Copyright: I can make as many copies of this as I want.
(My apologies, this isn’t as hilarious as I’d like it to be, but I wasn’t able to go to Costa Brava like Truman Capote and be inspired. Plus, I have an average IQ.)
* * * * *
People in their twenties don’t seem to know what the word couple means.
Me: I’ll have a couple of those cookies please
.
Young girl working in coffee shop: How many do you want?
Two, people—it’s two!
Ever hear of a married couple?
(The exception might be if you live in Utah, where a married couple could mean eighteen people.)
* * * * *
Truth in Advertisement
Have you bought one of those guaranteed-for-life garden hoses? They claim, It’s the last hose you’ll ever buy.
They’re right about that because the hose will explode and kill you. So it’s true—you won’t be around anymore to ever buy another hose.
* * * * *
Make sure you know what you’re doing when you build your investment portfolio. Way back when I bought Cisco Systems and Yahoo, I thought I was investing in cooking oil and chocolate milk.

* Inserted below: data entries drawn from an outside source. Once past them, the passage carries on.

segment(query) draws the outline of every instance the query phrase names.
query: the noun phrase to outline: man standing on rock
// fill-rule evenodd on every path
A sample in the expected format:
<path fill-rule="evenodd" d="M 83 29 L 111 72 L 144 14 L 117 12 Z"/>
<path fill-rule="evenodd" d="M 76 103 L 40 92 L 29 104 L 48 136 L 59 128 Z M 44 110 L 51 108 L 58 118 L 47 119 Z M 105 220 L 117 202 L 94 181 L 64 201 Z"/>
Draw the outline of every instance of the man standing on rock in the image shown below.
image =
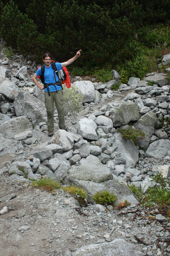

It worked out anyway because I also included apples!
* * * * *
With all the new security measures, lots of Irish people are now being detained at the border trying to return to Ireland after a vacation. They’re under suspicion of being cold sober, and border patrol assumes they couldn’t possibly be Irish.
* * * * *
A relative was coming to town and asked us if we could locate or recommend a motel close by. We found one. She asked, Does it have fleas?
My sister said, No, but I’m sure I can find one downtown for you that has fleas.
* * * * *
I hate that How’s your love life?
question! How do you think it is? I’ve had a couple of offers. One was from a homeless guy calling out from the bushes, and the other was a hundred-pound golden retriever. If I had been forced to choose, it would have been no contest. The dog smelled better.
Maybe this has happened to you:
You were visiting a friend or at a party, sitting down. The family dog decided he wanted to try to mate with your foot or leg. Everyone said, Oh, isn’t he cute?
as you tried to pry him off your foot.
My story involves that previously mentioned golden retriever. I was walking up a very steep hill. The kind of hill where you almost fall backward. A guy came from his house followed by his dog. As I usually did when I saw a dog, I knelt down to pet and hug the dog. He’s very friendly!